Practices vary. Some people update frequently, others not so much. I generally do an "update and full backup" every month or two as I don't need cutting edge versions of Pi software. My "full backup" is copying the entire SD contents to a PC, so I can reflash a card if I need to.

Re: Which Pi to get?

Posted: Fri May 31, 2013 4:05 pm
by RaTTuS
personally I'd get a Model A and a Model B
use the model B to update and sort stuff out then move the SD card over to the Model A and use that in place...

it all depends on what you want to do but having network is a god send ....

Re: Which Pi to get?

Posted: Fri May 31, 2013 6:04 pm
by JxPond
As far as power goes the difference between the Model A and B is like a watt. Unless you're running off of small batteries it's really not anything to be worried about. A night light uses more electricity. The Dual USB of the Model B, the Ethernet Port and the extra memory make the extra $10 dollars well worth the price.

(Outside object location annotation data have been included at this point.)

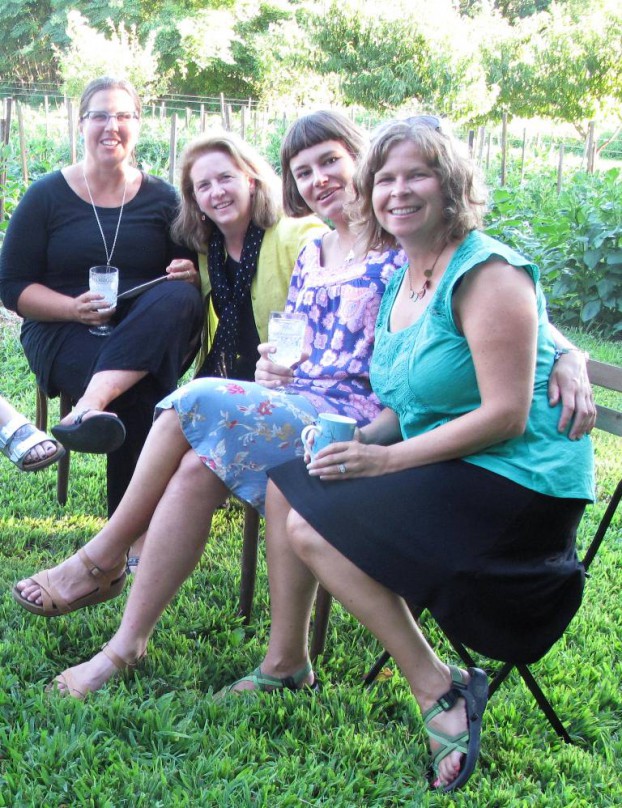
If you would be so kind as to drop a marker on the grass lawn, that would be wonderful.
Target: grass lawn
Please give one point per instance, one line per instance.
(156, 738)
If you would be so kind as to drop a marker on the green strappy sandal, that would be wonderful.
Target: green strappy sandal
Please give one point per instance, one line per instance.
(263, 682)
(475, 694)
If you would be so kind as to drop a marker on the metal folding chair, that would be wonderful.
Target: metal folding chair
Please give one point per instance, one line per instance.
(250, 543)
(41, 421)
(608, 377)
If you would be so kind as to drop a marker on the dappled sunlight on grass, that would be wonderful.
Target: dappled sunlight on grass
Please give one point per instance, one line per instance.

I would start with the Model B and if your projects go external get a Model A.

Re: Which Pi to get?

Posted: Fri May 31, 2013 7:08 pm
by W. H. Heydt
JxPond wrote:As far as power goes the difference between the Model A and B is like a watt. Unless you're running off of small batteries it's really not anything to be worried about. A night light uses more electricity. The Dual USB of the Model B, the Ethernet Port and the extra memory make the extra $10 dollars well worth the price.

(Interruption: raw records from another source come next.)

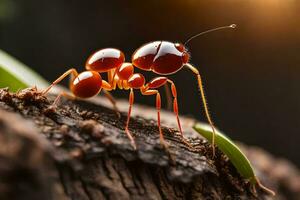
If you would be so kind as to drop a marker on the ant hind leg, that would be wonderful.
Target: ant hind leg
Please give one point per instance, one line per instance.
(113, 102)
(131, 100)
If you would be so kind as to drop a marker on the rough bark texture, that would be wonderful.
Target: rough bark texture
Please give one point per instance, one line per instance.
(80, 151)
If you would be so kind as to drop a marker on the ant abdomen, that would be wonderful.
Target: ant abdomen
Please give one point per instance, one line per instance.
(105, 60)
(161, 57)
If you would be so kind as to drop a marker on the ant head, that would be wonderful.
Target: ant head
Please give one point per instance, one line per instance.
(185, 55)
(86, 84)
(105, 59)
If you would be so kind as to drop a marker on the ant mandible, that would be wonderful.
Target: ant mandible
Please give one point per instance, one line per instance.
(161, 57)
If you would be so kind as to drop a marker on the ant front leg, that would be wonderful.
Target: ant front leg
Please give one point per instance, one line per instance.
(74, 73)
(158, 107)
(160, 81)
(106, 88)
(131, 100)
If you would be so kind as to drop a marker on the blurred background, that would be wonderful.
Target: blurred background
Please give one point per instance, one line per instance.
(251, 74)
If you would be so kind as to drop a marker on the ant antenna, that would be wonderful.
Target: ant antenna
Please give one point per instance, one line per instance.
(208, 31)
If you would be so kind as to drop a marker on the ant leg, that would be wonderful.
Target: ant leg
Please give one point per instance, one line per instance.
(57, 99)
(70, 71)
(175, 109)
(200, 85)
(175, 104)
(113, 102)
(131, 100)
(158, 107)
(169, 97)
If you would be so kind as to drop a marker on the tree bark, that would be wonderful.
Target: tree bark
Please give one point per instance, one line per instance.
(79, 150)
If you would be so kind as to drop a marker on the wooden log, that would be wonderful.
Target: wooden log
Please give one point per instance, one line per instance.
(79, 150)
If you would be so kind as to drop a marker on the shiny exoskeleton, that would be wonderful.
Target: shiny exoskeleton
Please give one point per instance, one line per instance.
(161, 57)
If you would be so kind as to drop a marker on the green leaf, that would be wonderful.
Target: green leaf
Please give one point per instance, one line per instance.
(227, 146)
(16, 75)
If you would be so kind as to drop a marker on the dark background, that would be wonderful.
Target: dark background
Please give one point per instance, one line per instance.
(251, 74)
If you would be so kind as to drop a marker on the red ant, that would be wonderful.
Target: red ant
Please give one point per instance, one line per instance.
(161, 57)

I would start with the Model B and if your projects go external get a Model A.
I agree with the conclusion (and the previous poster who said, "get one of each." However....

/nitpick mode on

*Old* night lights with incandescent bulbs (7.5w), yes. *Modern* night lights with a LED (1.25w), not so much.

/nitpick mode off

Re: Which Pi to get?

Posted: Fri May 31, 2013 10:27 pm
by plugwash
The problem is modern linux distros are very much built on the assumption of internet access. It's *possible* to work without it but it's going to be a PITA, especially if you also only have one USB port.

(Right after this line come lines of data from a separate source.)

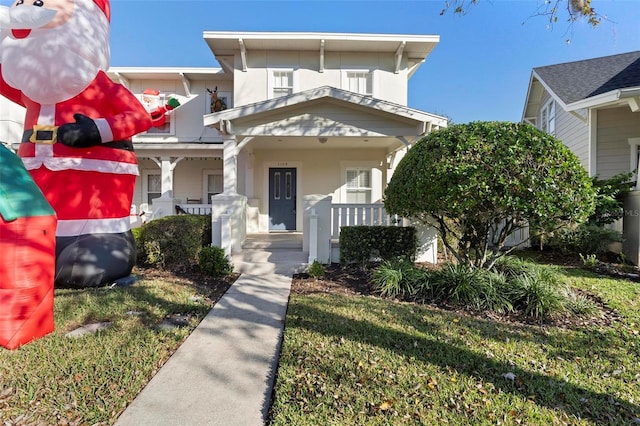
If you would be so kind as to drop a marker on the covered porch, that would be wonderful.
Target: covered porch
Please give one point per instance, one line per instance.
(309, 163)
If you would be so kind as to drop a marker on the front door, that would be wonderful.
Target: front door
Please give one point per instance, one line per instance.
(282, 199)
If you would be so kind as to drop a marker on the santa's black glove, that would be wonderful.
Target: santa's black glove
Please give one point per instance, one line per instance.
(81, 134)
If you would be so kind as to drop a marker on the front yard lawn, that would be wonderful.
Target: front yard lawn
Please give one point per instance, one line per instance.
(359, 359)
(59, 380)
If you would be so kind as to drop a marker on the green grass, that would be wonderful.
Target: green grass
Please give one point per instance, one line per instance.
(369, 361)
(91, 380)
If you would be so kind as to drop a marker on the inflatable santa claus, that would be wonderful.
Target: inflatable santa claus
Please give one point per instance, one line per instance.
(77, 133)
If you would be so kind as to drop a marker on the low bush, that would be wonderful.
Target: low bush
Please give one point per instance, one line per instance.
(316, 270)
(214, 262)
(173, 241)
(361, 244)
(589, 239)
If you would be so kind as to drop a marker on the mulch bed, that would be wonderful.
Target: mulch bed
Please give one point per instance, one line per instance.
(213, 288)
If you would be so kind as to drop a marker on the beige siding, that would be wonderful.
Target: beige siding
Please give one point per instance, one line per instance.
(615, 126)
(253, 85)
(574, 133)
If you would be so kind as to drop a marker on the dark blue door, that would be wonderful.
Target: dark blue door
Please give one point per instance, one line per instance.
(282, 199)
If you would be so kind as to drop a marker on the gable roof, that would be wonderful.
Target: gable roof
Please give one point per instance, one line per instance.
(314, 113)
(587, 83)
(575, 81)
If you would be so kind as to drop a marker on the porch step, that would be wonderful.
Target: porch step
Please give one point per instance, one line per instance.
(271, 253)
(285, 240)
(269, 261)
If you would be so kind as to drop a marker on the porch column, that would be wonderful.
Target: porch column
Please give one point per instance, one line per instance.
(230, 166)
(165, 205)
(317, 208)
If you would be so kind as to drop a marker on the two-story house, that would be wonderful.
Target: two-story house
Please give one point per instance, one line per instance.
(302, 121)
(593, 107)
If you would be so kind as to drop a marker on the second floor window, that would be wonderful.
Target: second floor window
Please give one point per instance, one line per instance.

Another option worth considering is to get a model A and then get something like http://cpc.farnell.com/unbranded/psg901 ... dp/CS16979 . During development you can hook it up to get an internet connection and more USB ports and then for deployment you can remove it and get the low power consumption.

Re: Which Pi to get?

Posted: Sat Jun 01, 2013 9:28 am
by toxibunny
For beginners? Get a B.

Re: Which Pi to get?

Posted: Sat Jun 01, 2013 10:13 am
by sprinkmeier
toxibunny wrote:For beginners? Get a B.
+1
Unless you know exactly what you're going to do with it chances are you'll come up with some idea and curse the lack of extra USB and NIC.

cost wise
(A + (powered) USB hub + NIC) >> B
so 'retro-fitting' an A into a B is gonna cost more.

Re: Which Pi to get?

Posted: Sat Jun 01, 2013 1:23 pm
by toxibunny
My thoughts exactly.

Re: Which Pi to get?

Posted: Sat Jun 01, 2013 3:25 pm
by JxPond
W. H. Heydt wrote:
JxPond wrote:As far as power goes the difference between the Model A and B is like a watt. Unless you're running off of small batteries it's really not anything to be worried about. A night light uses more electricity. The Dual USB of the Model B, the Ethernet Port and the extra memory make the extra $10 dollars well worth the price.

I would start with the Model B and if your projects go external get a Model A.
I agree with the conclusion (and the previous poster who said, "get one of each." However....

/nitpick mode on

*Old* night lights with incandescent bulbs (7.5w), yes. *Modern* night lights with a LED (1.25w), not so much.

/nitpick mode off[/quote

Blue Canary in the outlet by the light switch is powered by a 4w incandescent as is Good Night Moon. I've yet to meet a child that believes that LED will protect you from anything other than space aliens. :)

Re: Which Pi to get?

Posted: Sat Jun 01, 2013 5:34 pm
by W. H. Heydt
JxPond wrote: Blue Canary in the outlet by the light switch is powered by a 4w incandescent as is Good Night Moon. I've yet to meet a child that believes that LED will protect you from anything other than space aliens. :)
Ah! But you--or at least, I--can get screw-in replacement "bulbs" for nightlights that are actually LEDs. so you can have whatever sort of exterior you want and still use an LED for the light.

(Probably should also have noted the existence of electroluminescent panel nightlights. Haven't checked the power requirements on one, though.)